= SoxC group =

SoxC group is group C of Sry-related HMG box proteins transcription factors. SoxC genes play an important role in determining the cell fate of neuronal mesenchymal progenitor cells in many developmental processes.

In Drosophila melanogaster (fly), Caenorhabditis elegans (worm), and other invertebrates SoxC is made up of only one member, but humans, mice and most other vertebrates have three members of the SoxC group. The three are Sox4, Sox11, and Sox12. These three are extremely similar to one another, more so than other proteins, but they are all highly distinct in the way that they bind DNA and active transcription in vitro with different affinity. The three found in humans and other vertebrates are single-exon genes. The SoxC proteins have 2 domains, the first an Sry-related HMG box DNA binding domain that is located near the N-terminal and the second a trans-activation domain, known as TAD, located near the C-terminal. Although these are transcription factors, to this date there is no evidence of post-translational modifications on SoxC members, but they can work cooperatively with other proteins though, such as transcription factors Brn2 and Brn1.

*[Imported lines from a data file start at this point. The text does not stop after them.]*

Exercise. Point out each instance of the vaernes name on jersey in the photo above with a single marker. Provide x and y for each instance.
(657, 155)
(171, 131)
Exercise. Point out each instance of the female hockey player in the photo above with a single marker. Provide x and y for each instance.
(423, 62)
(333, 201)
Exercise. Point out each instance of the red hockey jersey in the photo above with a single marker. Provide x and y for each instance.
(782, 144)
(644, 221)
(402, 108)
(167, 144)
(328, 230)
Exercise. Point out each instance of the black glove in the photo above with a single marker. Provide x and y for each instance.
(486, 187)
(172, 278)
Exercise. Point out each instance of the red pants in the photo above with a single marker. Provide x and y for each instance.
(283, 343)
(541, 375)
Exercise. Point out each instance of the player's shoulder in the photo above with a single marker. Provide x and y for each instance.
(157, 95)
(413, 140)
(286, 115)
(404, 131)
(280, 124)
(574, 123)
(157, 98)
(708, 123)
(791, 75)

All of the SoxC proteins share 67% identity and 94% similarity in the 33 residues of the C-terminal domain. All SoxC genes show 84% identity and 95% similarity to one another in the HMG box, which is just slightly more highly conserved than the C-terminal domain. The SoxC proteins only have between 45% and 67% identity to Sry and the other Sox proteins. The SoxC genes found in the Drosophila melanogaster (fly), Caenorhabditis elegans (worm), and other lower animals are closely linked to those found in humans and other vertebrates. The SoxC genes are highly conserved through vertebrate evolution and are similar enough to those in invertebrates and other lower animal species to speculate that these are based on an evolutionary necessity from before vertebrates and invertebrates separated through evolution.

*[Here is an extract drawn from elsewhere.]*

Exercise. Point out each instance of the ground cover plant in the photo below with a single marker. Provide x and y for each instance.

If these SoxC proteins were missing during developmental stages it would cause widespread problems through the body of mice, and in many cases death. These have not been studied in humans though, because no occurrences have been linked to congenital malformations of any of these proteins. In mice however, mice embryos without Sox4 die of heart defects, but mice newborns without Sox11 do live but have widespread defects. Mice without Sox12 are viable and show no outward signs of malformation. Some of the common human malformations are also seen in mice with mutated SoxC, such as cleft palate or heart outflow tract malformation. There is no evidence of the correlation between SoxC mutations in humans and these malformations, but there is speculation.

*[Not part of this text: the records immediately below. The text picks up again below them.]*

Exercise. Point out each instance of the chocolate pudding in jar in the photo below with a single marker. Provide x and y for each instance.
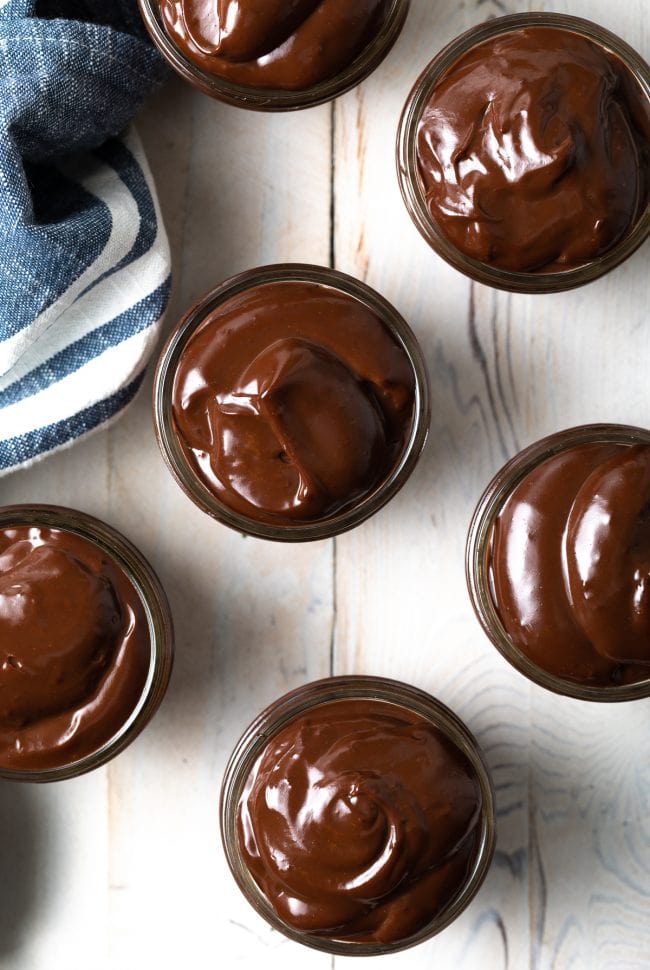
(86, 643)
(558, 562)
(291, 402)
(357, 815)
(524, 152)
(275, 55)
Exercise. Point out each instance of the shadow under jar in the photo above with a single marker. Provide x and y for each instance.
(291, 402)
(357, 815)
(275, 55)
(524, 152)
(86, 643)
(558, 562)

Sox4 facilitates differentiation of lymphocytes, osteoblasts, pancreatic beta cells and along with Sox11 promotes neural differentiation. In recent years, the belief has raised that SoxC genes may lead to tumor prognosis at elevated levels. Increased expression of Sox11 and Sox4 are seen in numerous tumors and cancers and it is possible that the tumors differ depending on the circumstance and primary transformation mechanism.